SKAT.theoretical {Ravages} | R Documentation |
Multi group SKAT test using Liu et al. approximation
Description
Peforms SKAT on two or more groups of individuals using Liu et al. approximation
Usage
SKAT.theoretical(x, NullObject, genomic.region = x@snps$genomic.region,
weights = (1 - x@snps$maf)**24, maf.threshold = 0.5,
estimation.pvalue = "kurtosis", cores = 10, debug = FALSE )
Arguments
x |
A bed.matrix |
NullObject |
A list returned from |
genomic.region |
A factor defining the genomic region of each variant |
weights |
A vector with the weight of each variant. By default, the weight of each variant is inversely proportionnal to its MAF, as it was computed in the original SKAT method |
maf.threshold |
The MAF above which variants are removed (default is to keep all variants) |
estimation.pvalue |
Whether to use the skewness ("skewness") or the kurtosis ("kurtosis") for the chi-square approximation |
cores |
How many cores to use for moments computation, set at 10 by default |
debug |
Whether to return the mean, standard deviation, skewness and kurtosis of the statistics.

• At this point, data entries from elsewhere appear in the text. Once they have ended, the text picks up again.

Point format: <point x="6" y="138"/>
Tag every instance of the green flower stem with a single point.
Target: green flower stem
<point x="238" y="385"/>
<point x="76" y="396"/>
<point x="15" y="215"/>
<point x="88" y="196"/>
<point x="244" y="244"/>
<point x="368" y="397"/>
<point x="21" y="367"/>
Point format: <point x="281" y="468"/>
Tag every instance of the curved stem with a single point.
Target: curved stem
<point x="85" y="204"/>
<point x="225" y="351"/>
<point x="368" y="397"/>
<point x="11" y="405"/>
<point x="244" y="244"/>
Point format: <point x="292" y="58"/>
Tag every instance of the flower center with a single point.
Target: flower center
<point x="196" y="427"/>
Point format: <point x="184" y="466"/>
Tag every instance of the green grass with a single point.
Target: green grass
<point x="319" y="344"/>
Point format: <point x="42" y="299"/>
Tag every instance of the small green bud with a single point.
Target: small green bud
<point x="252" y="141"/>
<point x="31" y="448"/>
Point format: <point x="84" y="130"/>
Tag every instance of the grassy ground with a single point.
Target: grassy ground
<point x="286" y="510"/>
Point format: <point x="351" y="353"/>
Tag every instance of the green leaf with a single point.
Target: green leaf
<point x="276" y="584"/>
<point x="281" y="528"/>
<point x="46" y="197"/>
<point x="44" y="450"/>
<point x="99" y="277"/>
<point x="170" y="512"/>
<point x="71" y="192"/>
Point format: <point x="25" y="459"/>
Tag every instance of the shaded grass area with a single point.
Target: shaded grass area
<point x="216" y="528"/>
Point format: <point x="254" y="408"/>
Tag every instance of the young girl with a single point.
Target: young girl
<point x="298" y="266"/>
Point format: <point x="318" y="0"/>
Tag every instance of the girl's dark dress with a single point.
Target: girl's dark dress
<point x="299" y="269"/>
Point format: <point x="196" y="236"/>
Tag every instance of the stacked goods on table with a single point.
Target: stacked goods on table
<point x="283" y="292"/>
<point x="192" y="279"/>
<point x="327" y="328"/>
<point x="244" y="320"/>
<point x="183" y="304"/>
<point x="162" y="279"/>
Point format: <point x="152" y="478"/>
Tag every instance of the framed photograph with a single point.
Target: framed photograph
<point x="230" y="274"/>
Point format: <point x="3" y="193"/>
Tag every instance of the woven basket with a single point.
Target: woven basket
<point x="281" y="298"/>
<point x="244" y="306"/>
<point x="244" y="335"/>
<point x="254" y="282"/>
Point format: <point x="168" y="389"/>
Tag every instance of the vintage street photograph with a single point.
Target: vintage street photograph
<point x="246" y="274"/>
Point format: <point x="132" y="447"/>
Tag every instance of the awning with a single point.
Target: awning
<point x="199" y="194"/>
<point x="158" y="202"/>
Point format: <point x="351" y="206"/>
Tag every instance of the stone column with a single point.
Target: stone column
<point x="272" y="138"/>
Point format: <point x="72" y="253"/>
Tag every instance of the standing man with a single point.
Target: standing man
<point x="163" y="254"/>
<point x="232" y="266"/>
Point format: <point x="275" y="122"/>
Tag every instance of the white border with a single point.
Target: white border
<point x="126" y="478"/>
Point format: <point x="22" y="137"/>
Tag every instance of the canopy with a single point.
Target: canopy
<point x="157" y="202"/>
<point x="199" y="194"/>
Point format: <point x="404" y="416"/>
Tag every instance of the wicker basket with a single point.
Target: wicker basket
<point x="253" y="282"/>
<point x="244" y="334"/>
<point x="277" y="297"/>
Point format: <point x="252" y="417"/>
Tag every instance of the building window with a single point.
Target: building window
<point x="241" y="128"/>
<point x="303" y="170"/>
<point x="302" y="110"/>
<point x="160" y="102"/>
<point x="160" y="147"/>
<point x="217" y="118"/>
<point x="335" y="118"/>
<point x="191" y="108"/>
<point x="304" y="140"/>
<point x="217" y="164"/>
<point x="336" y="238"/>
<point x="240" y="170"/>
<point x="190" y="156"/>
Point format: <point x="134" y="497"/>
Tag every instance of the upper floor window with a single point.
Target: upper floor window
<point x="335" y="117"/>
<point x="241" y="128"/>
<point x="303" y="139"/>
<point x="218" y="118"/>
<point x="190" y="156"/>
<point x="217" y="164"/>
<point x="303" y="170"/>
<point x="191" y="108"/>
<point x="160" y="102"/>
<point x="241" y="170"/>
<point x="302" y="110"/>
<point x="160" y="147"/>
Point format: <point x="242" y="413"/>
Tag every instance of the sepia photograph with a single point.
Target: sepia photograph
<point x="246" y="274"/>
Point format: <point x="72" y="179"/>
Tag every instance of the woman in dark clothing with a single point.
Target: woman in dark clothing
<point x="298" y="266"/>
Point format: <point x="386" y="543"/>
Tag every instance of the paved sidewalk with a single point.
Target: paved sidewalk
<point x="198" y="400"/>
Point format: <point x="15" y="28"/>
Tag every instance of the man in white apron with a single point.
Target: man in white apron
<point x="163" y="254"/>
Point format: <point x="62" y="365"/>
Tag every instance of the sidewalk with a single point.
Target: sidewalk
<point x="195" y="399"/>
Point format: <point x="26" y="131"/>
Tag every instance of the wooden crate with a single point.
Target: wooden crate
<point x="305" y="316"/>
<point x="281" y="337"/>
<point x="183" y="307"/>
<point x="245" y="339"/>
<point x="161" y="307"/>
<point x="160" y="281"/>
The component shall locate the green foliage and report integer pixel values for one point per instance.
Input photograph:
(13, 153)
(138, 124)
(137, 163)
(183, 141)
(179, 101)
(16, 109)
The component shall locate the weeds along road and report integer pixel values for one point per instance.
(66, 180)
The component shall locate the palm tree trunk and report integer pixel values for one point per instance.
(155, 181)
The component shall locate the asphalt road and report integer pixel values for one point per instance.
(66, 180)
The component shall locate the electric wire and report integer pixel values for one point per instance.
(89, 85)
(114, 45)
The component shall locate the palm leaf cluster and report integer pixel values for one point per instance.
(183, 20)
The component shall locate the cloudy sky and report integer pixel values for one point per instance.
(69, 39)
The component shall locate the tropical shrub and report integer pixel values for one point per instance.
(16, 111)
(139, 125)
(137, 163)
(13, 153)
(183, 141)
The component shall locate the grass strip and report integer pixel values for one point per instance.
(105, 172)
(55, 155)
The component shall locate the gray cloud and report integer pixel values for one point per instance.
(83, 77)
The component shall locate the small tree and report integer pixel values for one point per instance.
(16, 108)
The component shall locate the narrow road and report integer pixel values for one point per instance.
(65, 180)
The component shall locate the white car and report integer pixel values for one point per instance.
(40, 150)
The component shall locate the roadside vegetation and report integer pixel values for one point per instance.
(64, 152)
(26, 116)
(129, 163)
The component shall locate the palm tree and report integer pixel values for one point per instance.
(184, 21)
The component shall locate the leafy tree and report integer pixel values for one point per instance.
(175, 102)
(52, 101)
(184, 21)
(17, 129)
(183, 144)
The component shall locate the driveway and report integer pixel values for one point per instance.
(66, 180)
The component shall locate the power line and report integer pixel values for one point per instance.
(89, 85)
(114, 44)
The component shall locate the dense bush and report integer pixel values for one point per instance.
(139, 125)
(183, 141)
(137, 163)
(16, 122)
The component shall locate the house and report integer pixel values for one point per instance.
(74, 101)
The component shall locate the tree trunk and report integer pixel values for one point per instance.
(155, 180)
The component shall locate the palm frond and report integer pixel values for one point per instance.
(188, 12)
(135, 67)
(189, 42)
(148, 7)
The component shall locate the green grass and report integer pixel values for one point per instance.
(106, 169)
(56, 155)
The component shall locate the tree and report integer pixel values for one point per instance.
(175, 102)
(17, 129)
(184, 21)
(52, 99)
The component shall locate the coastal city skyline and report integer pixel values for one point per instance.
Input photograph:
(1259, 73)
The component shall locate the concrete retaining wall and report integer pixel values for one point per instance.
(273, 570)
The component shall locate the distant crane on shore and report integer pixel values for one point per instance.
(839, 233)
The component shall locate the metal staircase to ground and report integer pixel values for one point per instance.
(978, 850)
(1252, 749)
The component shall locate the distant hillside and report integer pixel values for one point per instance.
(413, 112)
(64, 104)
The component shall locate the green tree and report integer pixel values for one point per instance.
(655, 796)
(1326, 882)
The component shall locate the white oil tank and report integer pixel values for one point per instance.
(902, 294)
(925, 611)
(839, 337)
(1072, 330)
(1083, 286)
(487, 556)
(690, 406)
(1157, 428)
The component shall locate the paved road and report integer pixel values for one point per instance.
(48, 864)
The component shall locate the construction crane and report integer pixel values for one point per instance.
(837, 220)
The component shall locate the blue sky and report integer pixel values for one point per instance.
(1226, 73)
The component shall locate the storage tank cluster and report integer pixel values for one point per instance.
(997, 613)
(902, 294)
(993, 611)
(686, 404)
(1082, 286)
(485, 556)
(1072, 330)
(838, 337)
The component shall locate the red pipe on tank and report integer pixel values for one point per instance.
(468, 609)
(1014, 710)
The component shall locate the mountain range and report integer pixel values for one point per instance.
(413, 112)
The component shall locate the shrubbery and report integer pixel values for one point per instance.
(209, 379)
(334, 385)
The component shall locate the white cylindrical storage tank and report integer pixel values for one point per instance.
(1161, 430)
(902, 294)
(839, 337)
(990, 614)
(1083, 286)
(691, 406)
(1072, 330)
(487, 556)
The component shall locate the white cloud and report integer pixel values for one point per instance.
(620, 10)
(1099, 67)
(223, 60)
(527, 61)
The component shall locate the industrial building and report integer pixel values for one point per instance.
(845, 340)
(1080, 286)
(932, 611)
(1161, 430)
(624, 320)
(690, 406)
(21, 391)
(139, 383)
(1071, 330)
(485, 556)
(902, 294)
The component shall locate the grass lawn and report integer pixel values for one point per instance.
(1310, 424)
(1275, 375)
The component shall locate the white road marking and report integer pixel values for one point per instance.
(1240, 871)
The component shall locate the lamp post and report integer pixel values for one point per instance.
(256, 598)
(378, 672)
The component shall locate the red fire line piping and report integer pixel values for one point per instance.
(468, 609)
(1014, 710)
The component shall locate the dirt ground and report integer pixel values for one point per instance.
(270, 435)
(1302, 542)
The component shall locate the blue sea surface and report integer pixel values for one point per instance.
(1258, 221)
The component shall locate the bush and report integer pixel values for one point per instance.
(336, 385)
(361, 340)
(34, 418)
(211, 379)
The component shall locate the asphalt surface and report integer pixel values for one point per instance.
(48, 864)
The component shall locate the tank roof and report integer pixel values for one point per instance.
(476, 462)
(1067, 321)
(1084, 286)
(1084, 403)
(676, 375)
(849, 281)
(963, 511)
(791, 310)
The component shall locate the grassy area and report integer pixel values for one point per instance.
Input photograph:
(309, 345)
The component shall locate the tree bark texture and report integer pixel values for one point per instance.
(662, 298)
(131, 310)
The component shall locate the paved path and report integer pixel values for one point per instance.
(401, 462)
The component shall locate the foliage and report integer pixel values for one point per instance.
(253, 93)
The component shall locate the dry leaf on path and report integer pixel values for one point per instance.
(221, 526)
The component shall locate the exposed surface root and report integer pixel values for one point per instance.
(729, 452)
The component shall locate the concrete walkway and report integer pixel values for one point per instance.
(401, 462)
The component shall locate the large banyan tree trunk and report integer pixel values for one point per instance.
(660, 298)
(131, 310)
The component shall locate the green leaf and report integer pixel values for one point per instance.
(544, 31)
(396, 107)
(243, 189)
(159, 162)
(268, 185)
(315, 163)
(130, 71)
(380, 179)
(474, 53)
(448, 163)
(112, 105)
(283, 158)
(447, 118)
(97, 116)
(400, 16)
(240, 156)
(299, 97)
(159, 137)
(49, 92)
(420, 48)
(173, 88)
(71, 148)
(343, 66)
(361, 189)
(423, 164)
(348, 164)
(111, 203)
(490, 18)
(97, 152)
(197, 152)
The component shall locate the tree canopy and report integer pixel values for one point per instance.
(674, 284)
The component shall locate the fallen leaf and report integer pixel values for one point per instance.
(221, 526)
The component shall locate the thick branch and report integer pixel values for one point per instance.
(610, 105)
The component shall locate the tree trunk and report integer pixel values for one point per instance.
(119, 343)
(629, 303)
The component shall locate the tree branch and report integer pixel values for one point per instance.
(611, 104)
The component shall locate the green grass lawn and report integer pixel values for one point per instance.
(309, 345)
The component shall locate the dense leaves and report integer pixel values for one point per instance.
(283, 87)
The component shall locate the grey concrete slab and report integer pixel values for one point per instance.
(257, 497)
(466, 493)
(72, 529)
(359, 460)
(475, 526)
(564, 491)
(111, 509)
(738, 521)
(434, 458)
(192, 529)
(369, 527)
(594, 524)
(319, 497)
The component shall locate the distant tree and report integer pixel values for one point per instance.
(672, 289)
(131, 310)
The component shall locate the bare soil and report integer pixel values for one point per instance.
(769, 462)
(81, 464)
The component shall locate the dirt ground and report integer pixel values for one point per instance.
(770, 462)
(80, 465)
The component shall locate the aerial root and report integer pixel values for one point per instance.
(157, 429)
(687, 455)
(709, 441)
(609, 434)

Set at FALSE by default |
Details
The method from Liu et al. 2008 is used where p-values are estimated using a chi-square approximation from moment's statistics
If estimation.pvalue = "kurtosis"
, the kurtosis is used instead of skewness in the chi-square approximation. This is equivalent to "liu.mod" in SKAT package.
This function is used by SKAT
when the sample size is larger than 2000.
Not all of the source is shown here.